Further digging showed two step-changes in the DatabaseConnections metric (see plot 1)
- The most recent step change on May 25 corresponds to an automated DB engine upgrade (5.7.mysql_aurora.2.10.3 --> 5.7.mysql_aurora.2.11.2) during the DB instance maintenance window...
- ...and an earlier step-change on May 7 corresponds to an unknown change during an earlier DB cluster maintenance window.
Other factors:
- CPU usage has been impacted only slightly (see plot 2)
- DB queries and usage patterns are unchanged.
- There's nothing particularly interesting in the release-notes for this DB engine update.

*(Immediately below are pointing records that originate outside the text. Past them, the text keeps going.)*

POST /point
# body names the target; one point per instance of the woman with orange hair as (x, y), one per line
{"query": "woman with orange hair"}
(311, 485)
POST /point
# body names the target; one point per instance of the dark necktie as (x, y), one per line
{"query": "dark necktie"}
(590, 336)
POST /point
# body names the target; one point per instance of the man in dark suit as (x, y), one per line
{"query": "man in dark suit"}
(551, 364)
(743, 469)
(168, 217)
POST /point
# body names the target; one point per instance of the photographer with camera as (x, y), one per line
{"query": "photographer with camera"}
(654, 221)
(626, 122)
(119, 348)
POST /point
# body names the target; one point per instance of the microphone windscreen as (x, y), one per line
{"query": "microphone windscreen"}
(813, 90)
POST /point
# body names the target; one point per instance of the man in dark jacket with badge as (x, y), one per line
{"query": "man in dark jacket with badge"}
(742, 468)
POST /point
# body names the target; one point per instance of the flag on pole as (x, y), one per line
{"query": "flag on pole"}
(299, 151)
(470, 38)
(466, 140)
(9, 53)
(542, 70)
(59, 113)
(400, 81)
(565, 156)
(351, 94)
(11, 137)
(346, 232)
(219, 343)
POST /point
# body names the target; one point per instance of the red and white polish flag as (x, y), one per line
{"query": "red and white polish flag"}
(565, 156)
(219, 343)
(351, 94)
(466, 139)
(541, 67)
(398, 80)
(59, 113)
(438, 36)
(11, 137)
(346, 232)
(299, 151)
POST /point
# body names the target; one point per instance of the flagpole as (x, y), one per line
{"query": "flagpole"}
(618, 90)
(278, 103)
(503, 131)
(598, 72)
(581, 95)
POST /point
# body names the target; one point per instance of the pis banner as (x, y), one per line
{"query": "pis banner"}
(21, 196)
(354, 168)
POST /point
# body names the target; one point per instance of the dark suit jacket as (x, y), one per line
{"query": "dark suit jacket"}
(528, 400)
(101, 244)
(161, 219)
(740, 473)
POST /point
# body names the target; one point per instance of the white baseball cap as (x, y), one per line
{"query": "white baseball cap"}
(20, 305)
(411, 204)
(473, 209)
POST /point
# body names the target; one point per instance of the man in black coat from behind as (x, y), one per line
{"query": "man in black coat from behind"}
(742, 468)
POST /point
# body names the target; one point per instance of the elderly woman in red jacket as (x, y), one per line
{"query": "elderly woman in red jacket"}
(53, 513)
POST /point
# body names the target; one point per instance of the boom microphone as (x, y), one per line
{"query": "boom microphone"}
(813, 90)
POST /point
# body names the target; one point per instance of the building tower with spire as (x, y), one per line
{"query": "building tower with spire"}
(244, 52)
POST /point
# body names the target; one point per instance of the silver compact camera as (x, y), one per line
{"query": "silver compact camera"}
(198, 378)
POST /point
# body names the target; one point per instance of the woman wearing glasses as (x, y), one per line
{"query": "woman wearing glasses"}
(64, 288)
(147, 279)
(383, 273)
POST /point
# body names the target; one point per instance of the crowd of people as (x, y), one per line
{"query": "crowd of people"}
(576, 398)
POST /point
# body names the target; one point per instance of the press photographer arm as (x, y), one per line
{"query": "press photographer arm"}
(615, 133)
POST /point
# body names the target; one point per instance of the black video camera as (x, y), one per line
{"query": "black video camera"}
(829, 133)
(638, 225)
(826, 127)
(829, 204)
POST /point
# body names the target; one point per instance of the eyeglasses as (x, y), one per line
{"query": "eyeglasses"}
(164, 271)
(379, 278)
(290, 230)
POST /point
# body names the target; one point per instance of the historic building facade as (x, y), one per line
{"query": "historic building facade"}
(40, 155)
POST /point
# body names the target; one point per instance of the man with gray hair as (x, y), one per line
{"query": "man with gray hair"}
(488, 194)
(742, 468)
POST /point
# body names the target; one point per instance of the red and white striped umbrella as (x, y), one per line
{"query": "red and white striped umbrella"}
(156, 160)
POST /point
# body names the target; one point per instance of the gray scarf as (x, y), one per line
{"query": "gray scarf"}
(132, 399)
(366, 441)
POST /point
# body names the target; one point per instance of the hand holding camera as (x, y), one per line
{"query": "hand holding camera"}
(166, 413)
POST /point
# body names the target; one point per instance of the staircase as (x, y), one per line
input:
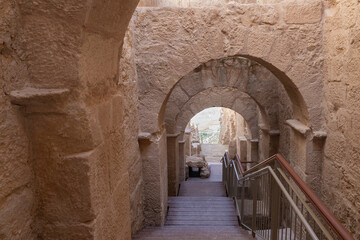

We have put a few workarounds in place, but it looks like something in the recent Aurora MySQL DB engine update is adversely impacting performance, and I'm keen to hear from others who may be experiencing similar issues... and any solutions you may have found.
EDIT 6/6/2023
This Aurora DB seems to have now magically healed itself (ironically during another cluster maintenance window) - see plot below:
Note: based on analysis of our web servers, we had migrated a legacy web server from BlueHost (USA) to AWS (Sydney) to try to cope with the underperforming Aurora instance. This migration was implemented on June 2 and resulted in a step change improvement in performance... but then during the cluster maintenance window on June 4, the DB magically returned to pre-disruption performance once again!
Here's the final before/after profile:
I wish I could find a way to audit what is being done during each Aurora maintenance window!